Quella della gestazione per altri “è una questione che in Argentina non è stata legiferata. La stiamo studiando. È un caso molto difficile”, ha dichiarato un inquirente che si sta occupando del caso, precisando che non è ancora chiaro quale sia il reato, né chi siano gli autori, anche se si ritiene che sia l’organizzazione che ha messo in piedi il business approfittando dei bisogni delle persone. Negli ultimi mesi sono stati aperti casi simili in diverse parti del Paese e attualmente sono in corso indagini su oltre 100 casi di presunta tratta. Inoltre, a Cordoba, lo scorso luglio, sono state convocate per un interrogatorio nove persone accusate di aver reclutato donne in situazioni di vulnerabilità. Il provvedimento comprendeva i proprietari di due cliniche di fecondazione assistita che offrivano il servizio a chi voleva diventare genitore, avvocati che si occupavano degli aspetti legali, e psicologi che certificavano l’idoneità delle donne reclutate per queste procedure.

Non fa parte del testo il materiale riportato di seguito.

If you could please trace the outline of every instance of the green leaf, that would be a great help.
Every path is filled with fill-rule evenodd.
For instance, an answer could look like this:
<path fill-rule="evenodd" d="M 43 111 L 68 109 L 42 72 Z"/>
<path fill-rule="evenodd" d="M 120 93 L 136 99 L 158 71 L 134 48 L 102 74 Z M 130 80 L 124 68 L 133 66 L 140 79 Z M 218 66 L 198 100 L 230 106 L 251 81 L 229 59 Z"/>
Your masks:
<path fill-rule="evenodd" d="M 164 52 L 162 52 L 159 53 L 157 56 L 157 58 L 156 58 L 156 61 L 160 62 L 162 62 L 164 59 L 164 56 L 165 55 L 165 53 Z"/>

Fonti informate hanno fatto sapere all’agenzia Ansa che, fin dalla prima segnalazione, la Farnesina è in contatto con il consolato generale a Buenos Aires e che seguono il caso con la massima attenzione, prestando ai connazionali ogni necessaria assistenza consolare.
“In Argentina non c’è una legge che vieta la GPA”, ha commentato Filomena Gallo, avvocata in contatto con oltre 30 coppie che hanno iniziato un percorso di GPA all’estero e Segretaria nazionale dell’Associazione Luca Coscioni con cui ha depositato in Parlamento una proposta di legge per legalizzare in Italia la Gravidanza per altri solidale, “sono i tribunali che intervengono per verificare le procedure. Lo scenario in cui una coppia viene fermata all’estero non si verificherà, se la GPA avverrà in paesi in cui la tecnica è legale. Le coppie potrebbero essere perseguite in Italia, dopo l’entrata in vigore della legge Varchi, non ancora pubblicata in Gazzetta Ufficiale e quindi non ancora in vigore, ma non avrebbe potuto comunque essere motivo di fermo perché la nascita è avvenuta il 10 ottobre e la norma penale non è retroattiva. Il caso argentino evidenzia quanto sia importante che i paesi si dotino di leggi chiare e precise, per evitare ogni forma di abuso e tutelare la libera scelta delle donne e i diritti dei nati. Per questo, dopo l’approvazione della legge abbiamo scritto alle ambasciate per chiedere il loro intervento in difesa delle leggi in vigore nei loro paesi a tutela dei diritti dei cittadini italiani, che hanno scelto di diventare genitori attraverso la gravidanza per altri, accedendo alla tecnica dove è legale”.